Future research must be conducted to examine how a high level of perceived privacy can be created in the home office. In today’s world, it cannot be assumed that every employee has his or her own room to work. Therefore, innovative approaches must be developed to show how privacy can be maintained in the home office with physical features and non-physical features, such as mental strategies. Sonnentag (2018) suggested that initiating processes that stimulate recovery (e.g., relaxation) is a powerful approach to counteracting the negative effects of job stressors. Therefore, these processes should be more thoroughly examined. Sonnentag (2018) emphasized the importance of prioritizing recovery, especially because people who experience high levels of job stressors tend to not detach from work during non-work time [e.g., engage in less physical activity and have poor sleep quality; see also the meta-analysis from Sonnentag (2018)]. Furthermore, little research has been conducted regarding and the question how resources such as social support from supervisors (Chen et al. 2021; De Bloom and Keller, 2021) or individual coping strategies (Chang et al. 2021; Wang et al. 2020) influences working from home. But precisely because the influence of these topics is so important for the design of future work models, they should be investigated in the future.

Conclusion

The present study investigated the link between perceived privacy in home offices and MSCs.

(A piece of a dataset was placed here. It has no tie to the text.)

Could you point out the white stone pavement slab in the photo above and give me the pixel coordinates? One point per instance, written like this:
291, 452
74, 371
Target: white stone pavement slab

Furthermore, FWC, WFC, and relaxation were tested as potential mediators for the relationship between perceived privacy and MSCs. The significant results show that a lack of privacy while working at home was linked to individuals more frequently experiencing MSCs. This study is making an important contribution to the field of work and organizational psychology. To the best of our knowledge, the impact of the level of perceived privacy on home-based teleworkers has not yet been investigated in relation to MSCs.